Let's get deep into the weeds
If it wasn't already obvious, I want to achieve the following: Having every possible valid input in a gigantic Hashmap, stored as the key, with the result as the value, so it's totally fast and usable.
I'll start by defining the alphabet (in badcodegen's lib.rs):
fn gimme_alphabet() -> Vec<char> { // Because more `as` is always better! ('a' as u8..='z' as u8).map(|v| v as char).collect() }
And let's throw in a test as well, just to be sure:
#[test] fn correct_alphabet() { assert_eq!( gimme_alphabet(), vec![ 'a', 'b', 'c', 'd', 'e', 'f', 'g', 'h', 'i', 'j', 'k', 'l', 'm', 'n', 'o', 'p', 'q', 'r', 's', 't', 'u', 'v', 'w', 'x', 'y', 'z' ] ) }
Since I had to think hard here, I'll just dump the code:
#[proc_macro] pub fn generate_valid_inputs(_: TokenStream) -> TokenStream { let inputs: Vec<_> = (3..=26) .map(|n| { let pi = (0..=(26 - n)).map(|i| { let abc = gimme_alphabet(); let wr: Vec<_> = (&abc[i..n + i]).iter().copied().collect(); let o: Vec<_> = (1..n - 1) .map(|n| { let mut v = wr.clone(); let f = format!("{} is missing", v.remove(n)); quote! { (vec![#(#v),*], #f) } }) .collect(); quote! { #(#o),* } }); quote! { #(#pi),* } }) .collect(); TokenStream::from(quote! { [ #(#inputs),* ] .iter() .cloned() .collect() }) }
In short: Create every possible valid input and return a statement creating a Hashmap (or whatever) mapping them directly to each desired output.
Results
For comparison, I've created a version without the proc macro, which you can see at the GitHub repo; I've also added a test binary so I can see how the size is affected there.

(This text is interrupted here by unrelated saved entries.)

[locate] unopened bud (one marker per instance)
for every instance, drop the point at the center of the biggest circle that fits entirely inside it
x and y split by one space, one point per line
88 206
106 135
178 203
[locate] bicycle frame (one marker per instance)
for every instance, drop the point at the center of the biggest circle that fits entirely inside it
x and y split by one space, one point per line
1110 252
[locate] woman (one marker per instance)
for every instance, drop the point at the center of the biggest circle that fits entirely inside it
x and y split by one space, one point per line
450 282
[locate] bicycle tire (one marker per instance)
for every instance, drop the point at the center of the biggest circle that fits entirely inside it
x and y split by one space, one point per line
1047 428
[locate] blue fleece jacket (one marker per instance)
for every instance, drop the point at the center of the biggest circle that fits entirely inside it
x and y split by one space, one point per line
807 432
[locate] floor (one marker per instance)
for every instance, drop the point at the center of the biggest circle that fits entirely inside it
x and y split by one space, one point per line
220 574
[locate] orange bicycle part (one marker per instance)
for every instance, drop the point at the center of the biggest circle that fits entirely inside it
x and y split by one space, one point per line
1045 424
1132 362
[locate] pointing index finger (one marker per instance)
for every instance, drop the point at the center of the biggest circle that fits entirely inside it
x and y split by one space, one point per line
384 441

The nice tool cargo-expand can show us the real difference between the two
by running cargo expand --lib
in each crate's root.
The macro-less version with the hardcoded possible inputs expands to just 23
lines, while the proc-macro powered one yields a whopping 17811 lines.

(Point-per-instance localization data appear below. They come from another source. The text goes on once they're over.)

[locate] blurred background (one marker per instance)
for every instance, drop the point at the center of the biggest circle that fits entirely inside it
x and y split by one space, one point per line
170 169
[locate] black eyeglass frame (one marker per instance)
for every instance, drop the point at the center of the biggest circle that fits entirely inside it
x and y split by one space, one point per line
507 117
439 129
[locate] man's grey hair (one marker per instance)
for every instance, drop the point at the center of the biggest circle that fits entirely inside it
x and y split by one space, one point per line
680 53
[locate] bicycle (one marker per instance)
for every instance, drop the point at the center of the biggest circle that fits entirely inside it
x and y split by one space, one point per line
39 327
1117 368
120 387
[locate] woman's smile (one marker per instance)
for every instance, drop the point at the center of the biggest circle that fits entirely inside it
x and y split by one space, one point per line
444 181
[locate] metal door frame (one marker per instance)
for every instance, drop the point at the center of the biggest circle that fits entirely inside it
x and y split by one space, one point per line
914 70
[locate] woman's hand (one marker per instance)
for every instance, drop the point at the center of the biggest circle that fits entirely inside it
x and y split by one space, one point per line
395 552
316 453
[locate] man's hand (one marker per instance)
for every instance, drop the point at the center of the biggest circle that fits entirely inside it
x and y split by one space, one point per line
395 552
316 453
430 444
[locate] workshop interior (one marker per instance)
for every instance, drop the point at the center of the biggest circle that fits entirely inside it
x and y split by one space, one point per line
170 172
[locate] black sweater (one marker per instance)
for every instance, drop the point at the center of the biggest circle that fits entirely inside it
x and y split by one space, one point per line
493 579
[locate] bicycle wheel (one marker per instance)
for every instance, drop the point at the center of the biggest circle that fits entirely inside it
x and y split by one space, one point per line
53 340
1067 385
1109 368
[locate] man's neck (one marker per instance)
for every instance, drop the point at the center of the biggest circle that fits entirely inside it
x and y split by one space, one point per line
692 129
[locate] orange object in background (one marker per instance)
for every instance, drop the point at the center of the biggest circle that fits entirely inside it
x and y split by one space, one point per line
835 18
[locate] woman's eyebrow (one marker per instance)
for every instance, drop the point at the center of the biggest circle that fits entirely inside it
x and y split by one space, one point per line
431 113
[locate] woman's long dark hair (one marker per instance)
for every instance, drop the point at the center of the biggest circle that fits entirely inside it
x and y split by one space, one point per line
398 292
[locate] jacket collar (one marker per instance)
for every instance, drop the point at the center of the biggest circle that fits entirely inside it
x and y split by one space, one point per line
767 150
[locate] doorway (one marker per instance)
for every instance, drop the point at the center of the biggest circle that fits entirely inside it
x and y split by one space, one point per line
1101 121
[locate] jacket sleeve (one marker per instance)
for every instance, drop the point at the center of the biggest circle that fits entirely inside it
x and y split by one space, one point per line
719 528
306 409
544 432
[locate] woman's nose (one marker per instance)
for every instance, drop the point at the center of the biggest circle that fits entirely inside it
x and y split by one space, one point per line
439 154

However, the actual size difference of the binaries is just about 500KB; not that much, really.
Conclusion
In the end, I've realized that this could be made much worse by doing it at runtime instead of compile-time - my abuse of heap-allocated memory is only showing at compile time (where the proc-macro aspect already takes away a lot of speed). So in the end, it's not really bad code or bad performance, it's just a totally overengineered way of hardcoding every possible value.
While probably not a valid entry for the competition, I hope I could at least amuse someone with it. Maybe you could file a PR to make the code worse (I'm sure that could be done).